Avoiding the Center


Apr 28, 2013

Spoilers for Doctor Who: Journey to the Center of the TARDIS (interesting, fun, could have been really good)

There hasn't been a lot of exploration of the world surrounding the Doctor lately. Even River Song's romance with the Doctor didn't really reveal anything about him at all. So it was refreshing to look into the other character that has been part of him and the show since the beginning, the TARDIS.

So we have three mysterious beings all together, the Doctor, the TARDIS, and Clara. This episode teased us with revealing something about one of them and ended up giving us nothing really to chew on. That's fine, as long as we also get something interesting and hopefully surreal with the internal structure of the TARDIS.

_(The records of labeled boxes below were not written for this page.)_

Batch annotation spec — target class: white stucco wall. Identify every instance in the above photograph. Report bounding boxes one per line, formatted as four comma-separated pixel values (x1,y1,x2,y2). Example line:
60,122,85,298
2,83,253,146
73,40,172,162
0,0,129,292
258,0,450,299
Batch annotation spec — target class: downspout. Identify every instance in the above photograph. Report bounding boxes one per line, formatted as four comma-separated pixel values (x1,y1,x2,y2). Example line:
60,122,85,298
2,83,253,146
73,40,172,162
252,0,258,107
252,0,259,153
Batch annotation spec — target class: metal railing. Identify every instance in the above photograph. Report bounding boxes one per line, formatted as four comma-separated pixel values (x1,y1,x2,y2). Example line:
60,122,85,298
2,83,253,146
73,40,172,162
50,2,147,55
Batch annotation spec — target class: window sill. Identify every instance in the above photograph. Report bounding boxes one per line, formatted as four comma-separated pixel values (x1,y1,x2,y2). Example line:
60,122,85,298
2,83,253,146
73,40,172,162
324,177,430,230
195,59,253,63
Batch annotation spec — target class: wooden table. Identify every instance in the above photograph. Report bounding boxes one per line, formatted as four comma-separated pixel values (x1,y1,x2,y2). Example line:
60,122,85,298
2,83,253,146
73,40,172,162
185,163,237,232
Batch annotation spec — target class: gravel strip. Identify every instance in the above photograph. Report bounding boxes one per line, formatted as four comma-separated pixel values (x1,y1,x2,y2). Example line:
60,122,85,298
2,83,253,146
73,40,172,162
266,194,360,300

We do get that, if textually and not subtextually. But we also get a strange family drama with three secondary characters that are brought along for the ride. And just like Dinosaurs in a Spaceship earlier this season, we're left wondering why so much attention was given to the secondary characters when our primaries are right there begging for something interesting or revealing to happen.

Still, there was something mind-catching about the burned zombie future flashes even if how they were portrayed didn't quite make sense. I just wished the show would dig a little deeper and show us the characters we want to get to know better, because right now, the show just keeps circling around the center of these characters but never really diving in.

Hiding the Plot


Apr 21, 2013

Spoilers for Doctor Who: Hide (interesting, fun, and then a mess)

It's interesting that with a straightforward and simple set (a mansion in the 1970s), a straightforward story (a haunted mansion in the 1970s), and two interesting secondary characters that just begs for a spinoff, you can end up with an interesting episode.

There's nothing I can say that would make the individual parts super interesting, but the performances and atmosphere really make up the sum. You get a peek at some hidden depth in all the characters even though we don't get enough.

Once the climax of the episode hits, however, it becomes a jumbled rush. There are a bunch of soft twists (a ghost that is not a ghost, a monster chasing the not-ghost, and the monster that isn't a monster) and an obstacle that isn't an obstacle. (Please, don't tell me that "we can't do this" because it will strand the TARDIS in 4 seconds and then say the solution is to "do this" in 3 seconds. It breaks the whole thesis-anti-thesis-synthesis structure of conflict resolution.)

What happens is that the end feels rushed. The not-ghost gets exactly one line and perhaps five not-so-meaningful looks at the camera. And you end up starting with a strong episode ending with an "er..."

Cold Reception


Apr 14, 2013

Spoilers for Doctor Who: Cold War (passable)

I don't mind British actors (or American actors) portraying Russians. The Hunt for Red October deconstructed it with a scene that took less than a minute. Enemy at the Gates played it straight. But nothing in the submarine felt Soviet, so the little meta-joke of having the professor love New Wave music felt flat.

The rest of the episode was a rather standard alien-hunting-in-a-crowded-space structure that has been around since the 70s and 80s. And playing with the reveal of the Ice Warrior but not reveal (when it sneaks out of the suit but we can't see it) but reveal (when we finally see its face) wasn't very compelling. In Alien, the terror of the creature was the slow build up of the unknown with a final reveal. That's how you do it right.

And lastly, the episode had an Ice Warrior solider in a boat full of Soviet warriors. The story cried out for a treatise on being a lone soldier cut off from their own people. Even the Doctor is a soldier cut off from his own people. The episode was even called Cold War. Why wasn't there more on the subject?

Ringing in the New Season


April 7, 2013

Spoilers for Doctor Who: The Rings of Akhaten (a mess of an episode)

This episode was all over the place. We get two outstanding monologues from Matt Smith and Jenna-Louise Coleman but they were so out of context with the plot that the episode comes off confused.

There were some really great ideas. A culture that passes memories as currency. A god that devours stories. Stories as songs sung by different species. (Early humans recorded their epics, legends, and sagas as sung poetry, so there is a lot of literary oomph this idea could mine.)

But the episode wasted its time on plotty inconsequential things. A space bike chase. A god that wasn't a god until the real god appears. The Doctor stalking Clara through time. If the writer had shaved off those moments to delve into the meaty premise, we could have had a strong conceptual episode.

Instead, we get a monster that consumes memories but the victims don't lose said memories. And can instead be sated by the "potential" of a memory. What memory doesn't contain potential? What sort of threat is a memory non-eater?